Lost ParagraphFormat When Split Words in C#

Hi,

I’m trying to split some Words documents by heading. But the output files seem like losting ParagraphFormat .
How can I keep the same formating with the sourced document.

Thanks.

Test Info

Using SDK: Aspose.Words for .Net 24.10.
Tested OSs were Win7 and Win10
.NET target platform is .net 6.0

Test Code

ConsoleApp.Words.7z (8.6 KB)

Test File

RTBasic手册.7z (127.9 KB)

@kngstr

  1. When splitting Word documents by heading using Aspose.Words for .NET, paragraph formatting can be lost in the output files .
  2. To preserve paragraph formatting when splitting documents, you should use HtmlSaveOptions with appropriate settings such as DocumentSplitCriteria and DocumentSplitHeadingLevel [2, 3].
  3. Specifically, setting the DocumentSplitCriteria property in HtmlSaveOptions to HeadingParagraph allows you to split the document by headings while preserving formatting [2, 3].

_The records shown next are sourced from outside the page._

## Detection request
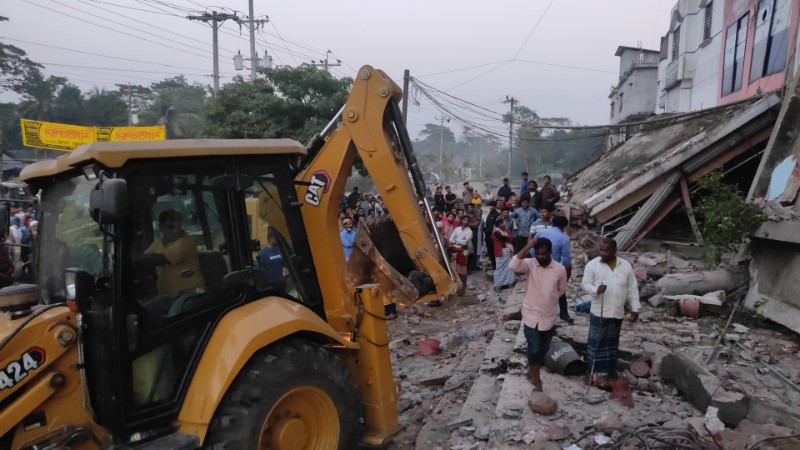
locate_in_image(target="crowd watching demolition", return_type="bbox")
[339,172,572,312]
[0,201,39,288]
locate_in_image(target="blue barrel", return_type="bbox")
[544,341,586,376]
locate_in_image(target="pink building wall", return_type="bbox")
[717,0,800,105]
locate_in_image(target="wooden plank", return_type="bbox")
[681,175,703,245]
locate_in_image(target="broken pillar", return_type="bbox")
[658,266,749,295]
[661,353,750,427]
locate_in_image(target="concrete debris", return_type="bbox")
[528,392,558,416]
[703,406,725,434]
[658,266,749,296]
[387,235,800,450]
[447,419,472,430]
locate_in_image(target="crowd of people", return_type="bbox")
[340,172,640,391]
[0,201,39,288]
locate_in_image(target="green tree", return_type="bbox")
[138,75,208,139]
[0,16,42,92]
[205,66,352,142]
[15,68,67,120]
[85,88,128,127]
[695,170,764,268]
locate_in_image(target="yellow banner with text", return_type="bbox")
[20,119,167,152]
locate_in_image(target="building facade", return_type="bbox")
[608,46,659,148]
[655,0,725,114]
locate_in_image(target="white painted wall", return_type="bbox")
[655,0,725,113]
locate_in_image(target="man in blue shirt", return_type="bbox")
[511,198,539,253]
[256,229,286,291]
[339,219,356,261]
[519,172,528,195]
[536,216,574,323]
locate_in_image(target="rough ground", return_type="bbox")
[380,255,800,449]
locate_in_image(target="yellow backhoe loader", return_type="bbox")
[0,66,458,450]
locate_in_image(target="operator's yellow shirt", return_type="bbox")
[145,233,206,298]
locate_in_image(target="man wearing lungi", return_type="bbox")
[509,238,567,392]
[581,237,641,384]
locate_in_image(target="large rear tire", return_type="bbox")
[204,339,365,450]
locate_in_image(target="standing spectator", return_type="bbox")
[531,208,561,236]
[256,228,288,291]
[520,172,528,194]
[497,178,514,198]
[461,181,475,205]
[470,190,483,208]
[535,216,574,323]
[339,219,356,261]
[492,217,516,292]
[483,200,500,270]
[519,180,542,211]
[0,202,11,237]
[542,175,561,211]
[444,186,457,212]
[581,237,641,384]
[433,186,445,212]
[509,238,567,392]
[449,217,472,295]
[465,203,482,270]
[511,197,539,253]
[347,186,361,209]
[500,208,515,236]
[442,211,459,242]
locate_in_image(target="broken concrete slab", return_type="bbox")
[658,266,749,296]
[528,392,558,416]
[660,353,750,427]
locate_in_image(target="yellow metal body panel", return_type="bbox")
[356,285,403,446]
[297,66,458,330]
[20,139,306,181]
[0,307,110,448]
[178,297,358,441]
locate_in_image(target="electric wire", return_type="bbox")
[22,0,208,59]
[0,36,212,71]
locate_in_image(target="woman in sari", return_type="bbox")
[492,216,516,292]
[448,216,472,295]
[442,211,458,241]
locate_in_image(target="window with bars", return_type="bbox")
[672,25,681,61]
[722,14,749,95]
[703,0,714,40]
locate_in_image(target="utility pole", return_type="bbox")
[247,0,257,80]
[311,50,342,72]
[434,116,450,180]
[403,69,411,127]
[186,11,239,92]
[128,82,133,126]
[503,95,517,179]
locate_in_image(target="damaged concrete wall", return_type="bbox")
[745,221,800,330]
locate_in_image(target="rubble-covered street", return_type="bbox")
[389,243,800,450]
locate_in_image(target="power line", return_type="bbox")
[22,0,208,58]
[0,36,211,70]
[50,0,212,56]
[514,0,555,58]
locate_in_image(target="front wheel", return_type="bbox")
[204,339,365,450]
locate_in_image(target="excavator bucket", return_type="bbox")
[347,218,434,305]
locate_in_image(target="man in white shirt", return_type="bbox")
[449,216,472,295]
[581,237,641,383]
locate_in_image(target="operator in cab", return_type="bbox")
[138,209,206,317]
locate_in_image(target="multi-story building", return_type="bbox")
[655,0,728,113]
[718,0,800,104]
[608,46,659,147]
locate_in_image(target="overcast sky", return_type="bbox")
[0,0,675,137]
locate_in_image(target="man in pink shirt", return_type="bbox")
[509,238,567,392]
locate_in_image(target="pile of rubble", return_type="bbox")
[390,244,800,450]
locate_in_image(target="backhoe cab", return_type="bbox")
[0,66,457,449]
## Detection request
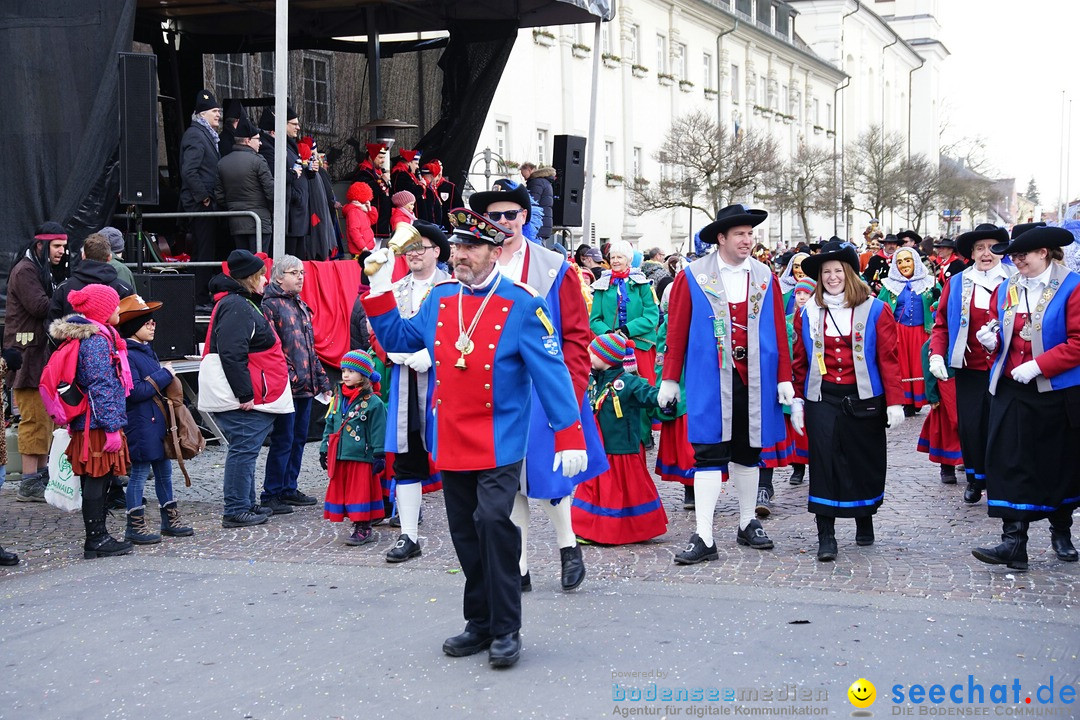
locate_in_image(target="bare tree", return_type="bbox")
[768,142,836,241]
[843,125,904,219]
[629,111,779,217]
[900,153,941,232]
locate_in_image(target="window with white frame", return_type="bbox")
[495,120,510,160]
[303,53,330,130]
[214,53,247,100]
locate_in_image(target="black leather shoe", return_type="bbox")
[963,483,983,505]
[561,545,585,591]
[387,534,421,562]
[735,519,772,551]
[487,633,522,667]
[443,630,494,657]
[675,532,720,565]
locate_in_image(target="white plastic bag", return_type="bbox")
[45,427,82,513]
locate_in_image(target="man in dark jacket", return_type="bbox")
[3,222,67,502]
[259,255,330,515]
[48,232,135,323]
[214,118,273,253]
[522,163,555,241]
[180,90,221,311]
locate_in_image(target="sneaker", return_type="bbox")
[281,490,319,507]
[221,511,270,528]
[675,532,720,565]
[735,519,772,551]
[345,522,375,545]
[256,495,293,515]
[387,535,421,562]
[754,488,771,517]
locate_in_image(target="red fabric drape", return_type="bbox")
[300,260,361,367]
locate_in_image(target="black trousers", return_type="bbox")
[956,368,990,488]
[443,461,522,636]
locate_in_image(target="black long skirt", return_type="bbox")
[986,377,1080,520]
[806,382,886,517]
[956,368,990,485]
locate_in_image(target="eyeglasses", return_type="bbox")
[484,209,525,222]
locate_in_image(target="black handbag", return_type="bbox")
[840,395,886,419]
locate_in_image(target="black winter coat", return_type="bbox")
[124,338,173,462]
[210,274,278,404]
[214,145,273,235]
[180,122,220,213]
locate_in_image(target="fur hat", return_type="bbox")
[68,284,119,323]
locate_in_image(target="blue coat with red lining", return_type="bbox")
[363,279,585,472]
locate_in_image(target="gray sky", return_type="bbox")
[937,0,1080,208]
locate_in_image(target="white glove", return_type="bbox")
[1013,361,1042,385]
[405,349,431,372]
[777,380,795,405]
[975,321,998,353]
[364,248,394,295]
[789,400,806,435]
[551,450,589,477]
[930,355,948,380]
[657,380,679,408]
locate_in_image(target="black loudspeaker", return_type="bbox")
[552,135,585,228]
[120,53,158,205]
[135,273,197,359]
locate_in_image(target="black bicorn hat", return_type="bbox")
[959,222,1009,259]
[802,240,859,281]
[698,205,769,245]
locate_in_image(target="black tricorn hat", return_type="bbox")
[990,225,1076,255]
[802,240,859,280]
[469,182,532,213]
[413,220,450,262]
[959,222,1009,260]
[1011,222,1047,240]
[698,205,769,245]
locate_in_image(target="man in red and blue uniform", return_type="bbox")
[364,208,588,667]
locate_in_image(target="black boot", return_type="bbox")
[787,463,807,485]
[1050,511,1080,562]
[814,515,837,562]
[855,515,874,546]
[82,475,132,560]
[971,520,1027,570]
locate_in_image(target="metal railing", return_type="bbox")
[112,210,266,270]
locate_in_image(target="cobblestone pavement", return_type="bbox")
[0,413,1080,607]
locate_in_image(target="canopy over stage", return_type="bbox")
[0,0,613,315]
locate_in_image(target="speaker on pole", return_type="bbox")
[119,53,158,205]
[552,135,585,228]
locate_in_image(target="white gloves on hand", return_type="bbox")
[791,400,806,435]
[1013,361,1042,385]
[930,355,948,380]
[364,248,394,295]
[777,381,795,405]
[975,321,998,353]
[551,450,589,477]
[405,349,431,372]
[657,380,679,408]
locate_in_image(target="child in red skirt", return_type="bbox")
[319,350,387,545]
[570,332,667,545]
[49,285,132,559]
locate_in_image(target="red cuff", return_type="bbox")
[361,293,397,316]
[555,421,585,452]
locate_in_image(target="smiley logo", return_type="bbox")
[848,678,877,708]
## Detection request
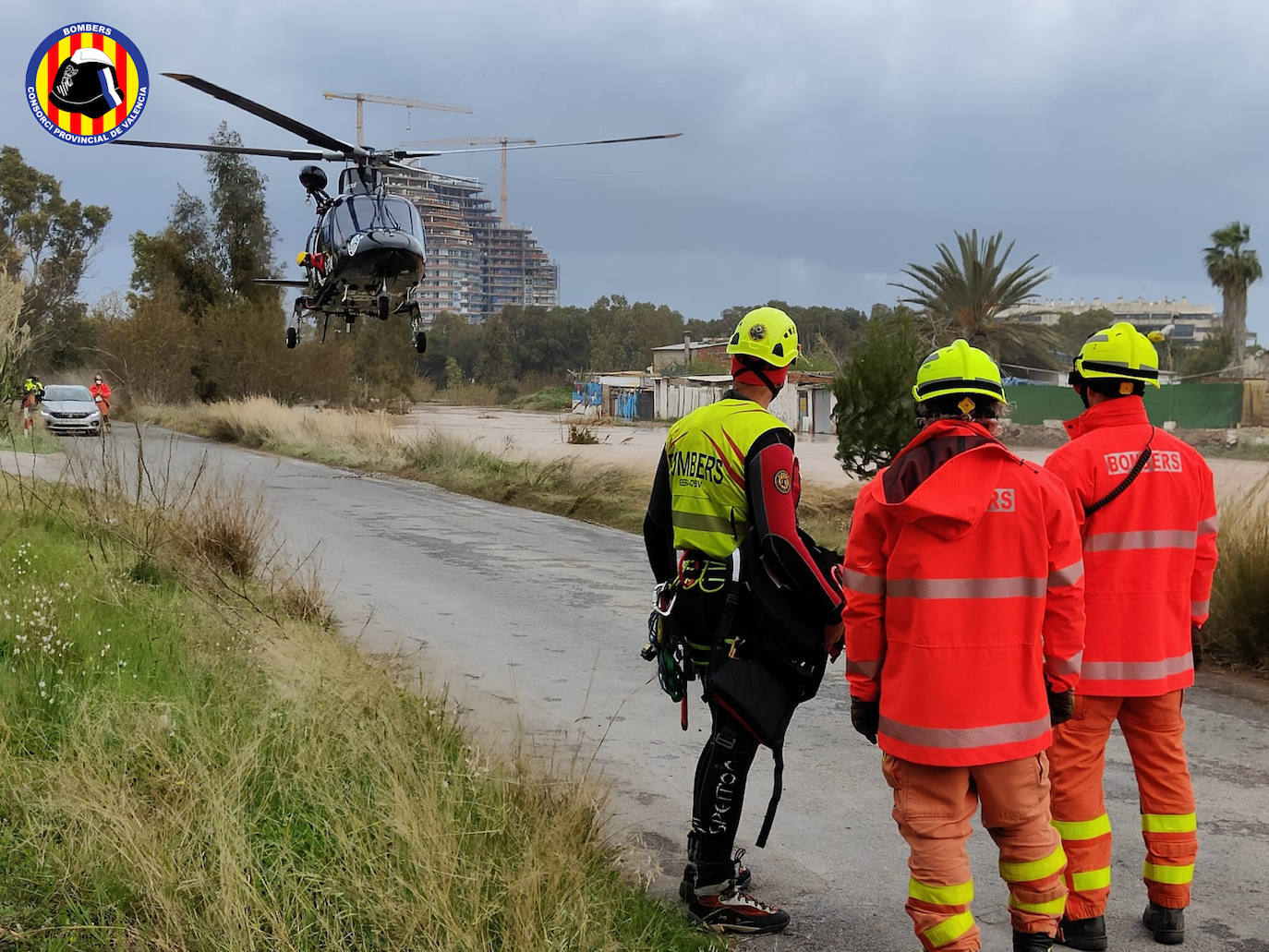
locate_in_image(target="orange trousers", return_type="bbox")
[1048,691,1198,919]
[882,754,1066,952]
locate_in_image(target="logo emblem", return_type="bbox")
[27,23,150,146]
[987,488,1017,512]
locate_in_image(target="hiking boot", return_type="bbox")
[688,886,790,934]
[1014,929,1053,952]
[1058,915,1106,952]
[1141,902,1185,946]
[679,848,754,902]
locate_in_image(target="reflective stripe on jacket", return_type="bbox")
[665,399,784,559]
[842,420,1083,766]
[1045,396,1218,697]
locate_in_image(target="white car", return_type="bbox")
[40,383,102,436]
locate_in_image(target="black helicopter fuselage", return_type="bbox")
[301,189,427,314]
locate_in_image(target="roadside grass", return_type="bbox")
[0,413,62,453]
[0,467,723,952]
[1203,477,1269,673]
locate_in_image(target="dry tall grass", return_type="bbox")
[0,441,719,952]
[1203,477,1269,671]
[128,397,858,548]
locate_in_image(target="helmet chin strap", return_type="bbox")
[740,358,784,400]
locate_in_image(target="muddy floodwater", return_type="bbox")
[396,404,1269,491]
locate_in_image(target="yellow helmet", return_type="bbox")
[727,307,798,367]
[1075,321,1158,387]
[912,338,1005,404]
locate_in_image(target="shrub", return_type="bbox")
[832,309,925,478]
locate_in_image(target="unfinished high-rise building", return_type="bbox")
[383,169,560,326]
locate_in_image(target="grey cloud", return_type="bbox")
[9,0,1269,332]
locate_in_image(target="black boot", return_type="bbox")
[1014,929,1053,952]
[1058,915,1106,952]
[688,884,790,934]
[679,850,754,902]
[1141,902,1185,946]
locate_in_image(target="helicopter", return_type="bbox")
[113,72,683,355]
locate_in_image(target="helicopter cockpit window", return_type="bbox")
[332,196,423,243]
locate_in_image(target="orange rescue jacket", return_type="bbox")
[842,420,1083,766]
[1045,396,1217,697]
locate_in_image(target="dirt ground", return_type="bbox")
[397,404,1269,491]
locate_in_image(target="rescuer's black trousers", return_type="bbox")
[688,701,759,892]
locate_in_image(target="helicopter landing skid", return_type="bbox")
[287,297,308,350]
[410,305,428,355]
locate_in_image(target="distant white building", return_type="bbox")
[1002,297,1256,345]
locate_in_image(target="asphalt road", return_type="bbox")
[0,428,1269,952]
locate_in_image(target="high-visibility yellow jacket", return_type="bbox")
[665,399,787,559]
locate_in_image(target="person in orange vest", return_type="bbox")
[21,373,44,440]
[1045,321,1217,949]
[88,373,111,433]
[842,340,1083,952]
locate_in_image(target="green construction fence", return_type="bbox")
[1005,383,1242,429]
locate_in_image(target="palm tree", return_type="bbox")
[891,228,1058,366]
[1203,221,1264,369]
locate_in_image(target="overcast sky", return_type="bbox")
[9,0,1269,336]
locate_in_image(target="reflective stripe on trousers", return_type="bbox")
[882,754,1066,949]
[878,714,1049,750]
[1049,690,1198,919]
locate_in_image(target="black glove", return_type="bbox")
[1048,688,1075,728]
[851,697,881,744]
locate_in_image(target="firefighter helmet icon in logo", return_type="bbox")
[27,23,150,146]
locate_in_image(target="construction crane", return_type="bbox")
[401,136,538,228]
[322,92,472,146]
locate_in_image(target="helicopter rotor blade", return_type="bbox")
[111,139,345,163]
[386,132,683,159]
[163,72,366,159]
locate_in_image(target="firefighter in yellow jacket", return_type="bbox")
[644,307,841,933]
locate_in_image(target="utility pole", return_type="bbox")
[401,136,538,228]
[322,92,472,147]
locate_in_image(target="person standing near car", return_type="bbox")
[644,307,841,933]
[1045,321,1217,952]
[842,340,1083,952]
[21,373,44,440]
[88,373,111,433]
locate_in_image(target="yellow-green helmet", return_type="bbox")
[1075,321,1158,387]
[912,338,1005,404]
[727,307,798,367]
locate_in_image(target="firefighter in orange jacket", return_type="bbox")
[88,373,111,433]
[1045,321,1217,949]
[842,340,1083,952]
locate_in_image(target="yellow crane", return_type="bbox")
[401,136,538,228]
[322,92,472,146]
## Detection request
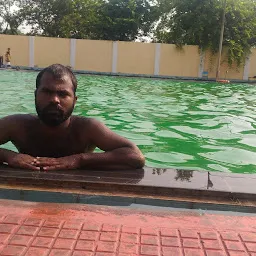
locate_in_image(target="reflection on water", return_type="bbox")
[175,170,193,182]
[152,168,167,175]
[0,71,256,174]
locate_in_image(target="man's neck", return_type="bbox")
[40,117,71,135]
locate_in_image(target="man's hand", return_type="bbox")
[34,155,80,171]
[7,153,40,171]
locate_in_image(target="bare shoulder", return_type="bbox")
[72,116,103,129]
[0,114,37,124]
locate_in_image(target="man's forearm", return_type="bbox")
[0,148,17,164]
[79,148,145,169]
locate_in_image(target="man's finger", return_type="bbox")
[34,161,59,167]
[21,163,40,171]
[44,165,65,171]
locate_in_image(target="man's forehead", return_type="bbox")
[40,72,73,89]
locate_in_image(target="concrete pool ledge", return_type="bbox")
[0,166,256,212]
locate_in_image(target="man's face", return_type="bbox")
[35,73,77,127]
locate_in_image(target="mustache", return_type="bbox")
[43,104,64,112]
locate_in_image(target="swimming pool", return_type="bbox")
[0,70,256,173]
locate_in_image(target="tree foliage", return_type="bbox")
[155,0,256,66]
[0,0,256,65]
[0,0,23,35]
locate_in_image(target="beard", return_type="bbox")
[36,103,75,127]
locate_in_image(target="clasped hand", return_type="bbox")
[8,154,80,171]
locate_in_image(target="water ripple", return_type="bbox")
[0,71,256,173]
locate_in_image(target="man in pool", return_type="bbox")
[0,64,145,171]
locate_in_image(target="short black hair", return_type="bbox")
[36,64,77,93]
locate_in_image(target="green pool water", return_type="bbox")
[0,70,256,173]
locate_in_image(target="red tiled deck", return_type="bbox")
[0,200,256,256]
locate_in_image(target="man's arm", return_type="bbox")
[0,115,39,170]
[37,119,145,171]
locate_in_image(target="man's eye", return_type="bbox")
[58,92,68,98]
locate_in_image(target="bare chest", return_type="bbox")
[13,131,90,157]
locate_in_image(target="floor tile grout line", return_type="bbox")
[66,221,84,255]
[157,229,164,256]
[238,233,251,256]
[115,225,123,255]
[197,232,207,256]
[217,231,230,256]
[176,229,185,256]
[0,215,26,252]
[137,228,142,255]
[22,219,45,256]
[93,223,104,256]
[47,220,65,256]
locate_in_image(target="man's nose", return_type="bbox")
[51,94,60,104]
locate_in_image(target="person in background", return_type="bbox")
[0,56,4,68]
[5,48,11,67]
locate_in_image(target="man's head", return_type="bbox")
[35,64,77,127]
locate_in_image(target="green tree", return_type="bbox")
[155,0,256,65]
[94,0,158,41]
[61,0,103,39]
[21,0,73,37]
[0,0,23,35]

Here is a minimal example based on the provided information:

var doc = new Document("input.docx");
HtmlSaveOptions options = new HtmlSaveOptions
{
 HtmlVersion = Aspose.Words.Saving.HtmlVersion.Html5,
 DocumentSplitCriteria = DocumentSplitCriteria.HeadingParagraph,
 DocumentSplitHeadingLevel = 6
};
doc.Save("output.html", options);

This approach ensures that the document is split by headings and maintains the original paragraph formatting in the resulting HTML files [2, 3].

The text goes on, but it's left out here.